Um rapaz alto e de ombros largos apareceu na porta, bloqueando a luz. Seus olhos passaram pela cena: o irmão com uma expressão de raiva, e uma garota machucada e amordaçada no chão. Era Pedro, o primo de Sofia, embora ela não soubesse disso ainda.
O filho da Senhora Silva recuou um passo. "Não é nada, Pedro. Só uma noiva teimosa que estamos tentando domar."
Sofia viu uma chance. Com as mãos amarradas, ela se arrastou na direção do recém-chegado, os olhos suplicando.
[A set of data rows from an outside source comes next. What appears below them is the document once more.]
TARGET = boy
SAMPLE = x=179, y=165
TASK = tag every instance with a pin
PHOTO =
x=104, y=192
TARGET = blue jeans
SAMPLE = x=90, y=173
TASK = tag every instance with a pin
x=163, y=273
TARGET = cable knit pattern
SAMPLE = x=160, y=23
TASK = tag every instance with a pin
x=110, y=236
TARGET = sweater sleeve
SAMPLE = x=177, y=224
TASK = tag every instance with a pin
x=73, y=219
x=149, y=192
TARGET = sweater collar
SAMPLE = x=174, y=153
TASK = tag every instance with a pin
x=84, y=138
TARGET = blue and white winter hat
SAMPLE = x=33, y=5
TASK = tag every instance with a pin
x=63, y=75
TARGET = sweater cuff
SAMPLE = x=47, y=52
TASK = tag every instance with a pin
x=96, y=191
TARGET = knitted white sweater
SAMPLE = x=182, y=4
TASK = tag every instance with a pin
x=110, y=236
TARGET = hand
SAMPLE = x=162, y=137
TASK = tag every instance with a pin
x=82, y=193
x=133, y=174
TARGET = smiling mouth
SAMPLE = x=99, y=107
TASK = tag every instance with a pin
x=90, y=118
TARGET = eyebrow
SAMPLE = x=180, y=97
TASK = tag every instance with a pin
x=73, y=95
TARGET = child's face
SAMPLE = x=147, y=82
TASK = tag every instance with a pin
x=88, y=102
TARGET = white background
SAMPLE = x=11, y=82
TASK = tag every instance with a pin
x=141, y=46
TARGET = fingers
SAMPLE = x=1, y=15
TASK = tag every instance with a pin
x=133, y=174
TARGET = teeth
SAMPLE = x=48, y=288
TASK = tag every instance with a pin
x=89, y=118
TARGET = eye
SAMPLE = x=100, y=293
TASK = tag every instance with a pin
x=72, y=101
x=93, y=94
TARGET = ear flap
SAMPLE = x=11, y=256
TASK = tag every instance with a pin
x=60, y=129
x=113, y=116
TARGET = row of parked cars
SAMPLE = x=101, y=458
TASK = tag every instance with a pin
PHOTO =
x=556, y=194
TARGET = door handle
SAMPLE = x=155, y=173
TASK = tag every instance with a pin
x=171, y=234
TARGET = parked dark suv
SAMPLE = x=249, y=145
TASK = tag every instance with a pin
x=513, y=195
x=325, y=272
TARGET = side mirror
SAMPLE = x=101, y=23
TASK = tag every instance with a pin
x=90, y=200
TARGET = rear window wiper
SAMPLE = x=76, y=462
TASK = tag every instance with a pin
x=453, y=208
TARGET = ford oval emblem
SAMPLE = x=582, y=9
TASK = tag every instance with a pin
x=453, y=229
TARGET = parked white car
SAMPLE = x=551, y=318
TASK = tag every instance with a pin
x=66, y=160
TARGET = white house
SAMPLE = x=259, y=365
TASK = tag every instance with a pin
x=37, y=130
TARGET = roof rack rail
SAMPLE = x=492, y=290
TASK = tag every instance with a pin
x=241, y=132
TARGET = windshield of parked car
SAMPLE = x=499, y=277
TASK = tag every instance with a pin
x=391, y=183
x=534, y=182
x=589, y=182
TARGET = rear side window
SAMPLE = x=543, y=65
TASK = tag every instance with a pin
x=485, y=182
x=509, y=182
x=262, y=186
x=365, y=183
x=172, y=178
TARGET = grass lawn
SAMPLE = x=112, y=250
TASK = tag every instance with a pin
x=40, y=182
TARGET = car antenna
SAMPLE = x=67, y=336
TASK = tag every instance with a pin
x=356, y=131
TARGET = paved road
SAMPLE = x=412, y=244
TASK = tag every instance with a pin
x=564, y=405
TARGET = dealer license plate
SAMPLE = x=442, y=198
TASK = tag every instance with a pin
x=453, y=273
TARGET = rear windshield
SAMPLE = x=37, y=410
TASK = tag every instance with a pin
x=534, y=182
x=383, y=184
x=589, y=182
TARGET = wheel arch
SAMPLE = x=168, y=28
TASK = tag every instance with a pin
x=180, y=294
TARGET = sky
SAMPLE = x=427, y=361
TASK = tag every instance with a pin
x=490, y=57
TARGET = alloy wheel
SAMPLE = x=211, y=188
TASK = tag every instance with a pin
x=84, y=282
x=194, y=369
Ela cuspiu o pano da boca.
"Pedro!" , ela arfou, a voz rouca. "Sou eu! Sofia! Sua prima! Filha da tia Helena!"
Pedro franziu a testa, confuso. Ele olhou para a garota. O rosto estava inchado e sujo, o cabelo uma bagunça emaranhada. Ele não a via há quase dez anos, desde que ela era uma criança. Essa mulher desesperada não parecia em nada com a pequena Sofia de suas memórias.
"Prima? Eu não tenho nenhuma prima com esse nome aqui" , ele disse, desconfiado.
A Senhora Silva aproveitou a hesitação dele. Ela se aproximou, colocando a mão no ombro de Pedro com uma falsa preocupação.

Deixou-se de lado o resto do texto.